Aber, kleiner Haken: Beide bräuchten einen dritten Partner dazu. Der heißt
FDP und blockiert kräftig.
Warum das so ist, könnten SPD und Grüne heute ausgiebig besprechen und
hinterher der Öffentlichkeit eine einheitliche Fehleranalyse präsentieren.
Das aber scheint unwahrscheinlich. Beiden dürfte daran gelegen sein, die
Schuld woanders zu suchen. Das Grüne-Spitzenduo Monika Heinold/Robert
Habeck hat sich in der letzten Woche mit CDU und FDP ausgetauscht.
Ergebnis: Ein Jamaika-Bündnis ist grundsätzlich möglich.

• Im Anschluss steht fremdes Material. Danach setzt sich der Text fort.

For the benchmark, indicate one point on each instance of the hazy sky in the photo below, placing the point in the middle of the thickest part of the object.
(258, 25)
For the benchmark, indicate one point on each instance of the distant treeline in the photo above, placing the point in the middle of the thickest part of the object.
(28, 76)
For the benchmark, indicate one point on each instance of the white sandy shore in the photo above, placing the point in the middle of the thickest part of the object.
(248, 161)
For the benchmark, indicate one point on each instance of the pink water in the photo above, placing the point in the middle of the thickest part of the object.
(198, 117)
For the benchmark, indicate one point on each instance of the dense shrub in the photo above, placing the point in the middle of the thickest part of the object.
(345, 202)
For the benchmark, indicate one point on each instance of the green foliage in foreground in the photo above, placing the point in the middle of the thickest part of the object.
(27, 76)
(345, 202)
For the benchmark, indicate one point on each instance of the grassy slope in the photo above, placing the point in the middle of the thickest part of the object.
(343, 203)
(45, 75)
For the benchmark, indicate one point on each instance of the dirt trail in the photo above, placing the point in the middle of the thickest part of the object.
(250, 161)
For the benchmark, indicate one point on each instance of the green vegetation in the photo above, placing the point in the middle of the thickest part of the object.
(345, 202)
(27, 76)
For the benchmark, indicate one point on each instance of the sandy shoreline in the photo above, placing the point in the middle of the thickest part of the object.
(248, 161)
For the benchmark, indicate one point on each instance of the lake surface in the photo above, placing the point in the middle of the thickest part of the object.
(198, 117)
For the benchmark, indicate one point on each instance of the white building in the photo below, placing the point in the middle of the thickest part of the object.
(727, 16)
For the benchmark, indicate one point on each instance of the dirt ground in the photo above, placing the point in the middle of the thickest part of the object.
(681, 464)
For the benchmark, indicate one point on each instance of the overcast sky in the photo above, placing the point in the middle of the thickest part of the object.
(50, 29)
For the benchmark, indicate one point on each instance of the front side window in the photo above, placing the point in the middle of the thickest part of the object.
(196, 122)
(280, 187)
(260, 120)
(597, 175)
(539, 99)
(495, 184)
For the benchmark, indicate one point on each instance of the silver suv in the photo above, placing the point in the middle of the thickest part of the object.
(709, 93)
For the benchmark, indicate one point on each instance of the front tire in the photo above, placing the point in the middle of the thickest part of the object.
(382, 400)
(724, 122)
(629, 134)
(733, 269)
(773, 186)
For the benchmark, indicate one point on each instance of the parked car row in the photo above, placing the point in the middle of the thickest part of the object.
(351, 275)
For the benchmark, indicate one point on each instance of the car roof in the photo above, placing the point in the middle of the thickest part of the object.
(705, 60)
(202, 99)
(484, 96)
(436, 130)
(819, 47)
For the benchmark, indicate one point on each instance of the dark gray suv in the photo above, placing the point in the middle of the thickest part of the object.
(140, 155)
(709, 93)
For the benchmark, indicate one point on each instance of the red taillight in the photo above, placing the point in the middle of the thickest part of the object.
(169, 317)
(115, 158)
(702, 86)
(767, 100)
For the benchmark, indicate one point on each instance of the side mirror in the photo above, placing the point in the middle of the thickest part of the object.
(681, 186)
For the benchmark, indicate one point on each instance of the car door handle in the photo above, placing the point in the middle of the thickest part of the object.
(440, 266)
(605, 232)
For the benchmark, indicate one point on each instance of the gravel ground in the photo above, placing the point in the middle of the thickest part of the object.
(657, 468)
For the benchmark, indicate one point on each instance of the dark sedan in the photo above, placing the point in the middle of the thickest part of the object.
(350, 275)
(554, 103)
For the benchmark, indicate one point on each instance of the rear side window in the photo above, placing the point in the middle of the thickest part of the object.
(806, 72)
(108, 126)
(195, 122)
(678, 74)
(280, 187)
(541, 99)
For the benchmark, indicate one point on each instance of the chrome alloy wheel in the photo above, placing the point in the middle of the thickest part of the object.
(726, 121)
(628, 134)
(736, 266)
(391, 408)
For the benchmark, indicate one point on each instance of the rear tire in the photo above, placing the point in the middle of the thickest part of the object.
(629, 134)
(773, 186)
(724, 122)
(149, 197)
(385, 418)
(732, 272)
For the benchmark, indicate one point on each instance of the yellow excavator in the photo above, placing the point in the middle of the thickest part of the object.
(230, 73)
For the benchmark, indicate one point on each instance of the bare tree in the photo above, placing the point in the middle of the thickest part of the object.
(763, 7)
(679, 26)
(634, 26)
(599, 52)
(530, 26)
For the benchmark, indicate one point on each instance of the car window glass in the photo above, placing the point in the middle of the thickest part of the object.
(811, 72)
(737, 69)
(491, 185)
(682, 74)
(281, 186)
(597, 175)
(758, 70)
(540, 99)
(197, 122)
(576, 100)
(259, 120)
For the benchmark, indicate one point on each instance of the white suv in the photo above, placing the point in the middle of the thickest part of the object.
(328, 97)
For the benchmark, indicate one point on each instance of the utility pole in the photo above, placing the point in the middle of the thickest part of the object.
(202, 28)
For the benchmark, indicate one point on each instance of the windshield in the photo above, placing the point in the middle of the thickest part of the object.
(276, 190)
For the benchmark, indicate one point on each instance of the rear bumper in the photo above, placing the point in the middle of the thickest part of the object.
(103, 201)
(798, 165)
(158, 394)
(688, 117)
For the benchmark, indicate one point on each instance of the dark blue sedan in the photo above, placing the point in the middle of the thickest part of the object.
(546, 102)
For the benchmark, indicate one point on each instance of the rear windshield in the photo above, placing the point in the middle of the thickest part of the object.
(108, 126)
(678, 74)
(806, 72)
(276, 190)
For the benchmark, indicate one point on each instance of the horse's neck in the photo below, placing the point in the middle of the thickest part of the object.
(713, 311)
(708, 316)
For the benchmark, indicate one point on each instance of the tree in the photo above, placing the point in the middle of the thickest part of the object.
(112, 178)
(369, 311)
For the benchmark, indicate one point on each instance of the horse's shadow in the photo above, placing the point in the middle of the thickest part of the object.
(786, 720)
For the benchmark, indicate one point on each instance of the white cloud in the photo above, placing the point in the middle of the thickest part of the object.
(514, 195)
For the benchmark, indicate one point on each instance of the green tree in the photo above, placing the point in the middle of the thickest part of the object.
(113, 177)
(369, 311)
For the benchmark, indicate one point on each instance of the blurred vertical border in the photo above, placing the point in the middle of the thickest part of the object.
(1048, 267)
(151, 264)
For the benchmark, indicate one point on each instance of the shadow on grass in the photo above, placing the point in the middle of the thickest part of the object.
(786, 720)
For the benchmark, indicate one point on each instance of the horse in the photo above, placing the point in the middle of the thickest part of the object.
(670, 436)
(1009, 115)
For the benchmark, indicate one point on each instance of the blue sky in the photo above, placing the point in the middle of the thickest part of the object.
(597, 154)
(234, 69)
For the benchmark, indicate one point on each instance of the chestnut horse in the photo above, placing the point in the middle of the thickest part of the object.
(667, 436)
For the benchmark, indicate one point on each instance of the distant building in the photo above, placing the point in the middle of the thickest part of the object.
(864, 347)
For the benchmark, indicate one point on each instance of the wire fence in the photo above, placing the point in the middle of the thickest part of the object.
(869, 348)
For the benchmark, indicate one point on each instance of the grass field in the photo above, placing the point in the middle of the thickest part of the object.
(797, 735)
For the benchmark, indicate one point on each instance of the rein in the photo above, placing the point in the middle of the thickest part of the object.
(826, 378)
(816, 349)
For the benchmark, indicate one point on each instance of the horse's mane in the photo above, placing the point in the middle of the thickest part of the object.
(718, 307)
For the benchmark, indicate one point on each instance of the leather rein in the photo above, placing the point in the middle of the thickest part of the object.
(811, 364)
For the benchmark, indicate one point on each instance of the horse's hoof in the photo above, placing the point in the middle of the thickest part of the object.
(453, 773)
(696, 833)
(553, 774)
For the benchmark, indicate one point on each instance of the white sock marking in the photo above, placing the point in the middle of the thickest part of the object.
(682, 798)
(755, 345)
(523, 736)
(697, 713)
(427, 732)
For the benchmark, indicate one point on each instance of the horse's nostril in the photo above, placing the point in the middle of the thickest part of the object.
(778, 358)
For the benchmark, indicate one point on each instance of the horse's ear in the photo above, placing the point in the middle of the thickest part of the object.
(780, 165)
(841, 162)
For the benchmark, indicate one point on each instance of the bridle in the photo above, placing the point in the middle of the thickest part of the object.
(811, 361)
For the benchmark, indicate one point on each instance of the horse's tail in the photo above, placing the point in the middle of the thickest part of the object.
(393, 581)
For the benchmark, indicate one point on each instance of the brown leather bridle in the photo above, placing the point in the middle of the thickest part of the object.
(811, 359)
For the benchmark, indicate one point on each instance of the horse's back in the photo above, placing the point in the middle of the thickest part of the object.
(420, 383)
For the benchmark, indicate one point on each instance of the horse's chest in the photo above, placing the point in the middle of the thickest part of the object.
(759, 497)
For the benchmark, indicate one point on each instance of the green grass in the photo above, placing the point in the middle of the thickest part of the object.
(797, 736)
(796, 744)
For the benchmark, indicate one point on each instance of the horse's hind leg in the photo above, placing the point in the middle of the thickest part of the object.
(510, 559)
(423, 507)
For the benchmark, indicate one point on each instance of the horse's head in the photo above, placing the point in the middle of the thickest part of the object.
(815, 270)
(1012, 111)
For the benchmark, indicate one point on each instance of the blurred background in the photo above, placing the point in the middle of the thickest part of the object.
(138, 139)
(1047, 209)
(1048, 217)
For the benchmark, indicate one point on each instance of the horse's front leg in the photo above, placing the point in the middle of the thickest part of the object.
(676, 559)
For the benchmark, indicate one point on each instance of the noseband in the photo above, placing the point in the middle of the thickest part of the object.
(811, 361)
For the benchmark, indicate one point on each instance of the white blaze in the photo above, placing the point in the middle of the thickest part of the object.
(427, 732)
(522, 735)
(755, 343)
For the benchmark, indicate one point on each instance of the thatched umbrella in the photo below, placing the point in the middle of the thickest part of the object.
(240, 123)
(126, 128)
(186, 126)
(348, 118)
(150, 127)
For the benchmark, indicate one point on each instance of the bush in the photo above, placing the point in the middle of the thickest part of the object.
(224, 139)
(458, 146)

Die entscheidende
Frage lautet daher: Bekommen Habeck und Heinold auch prinzipiell und ganz
praktisch die Chance dazu?
Das entscheiden die Mitglieder morgen beim Landesparteitag in Neumünster.
„Die Chancen, dass unser Parteitag am Dienstag für die Aufnahme von
Koalitionsverhandlungen mit CDU und FDP stimmt, stehen aus meiner Sicht bei
50:50“, sagte Habeck.
Er und Heinold wollen natürlich verhandeln, sie wollen ja auch
Umweltminister und Finanzministerin bleiben. Was sie nicht wollen: Dass
kurz vor der Abstimmung der Eindruck entsteht, sie hätten nicht für eine
Ampel gekämpft und segelten widerstandslos nach Jamaika.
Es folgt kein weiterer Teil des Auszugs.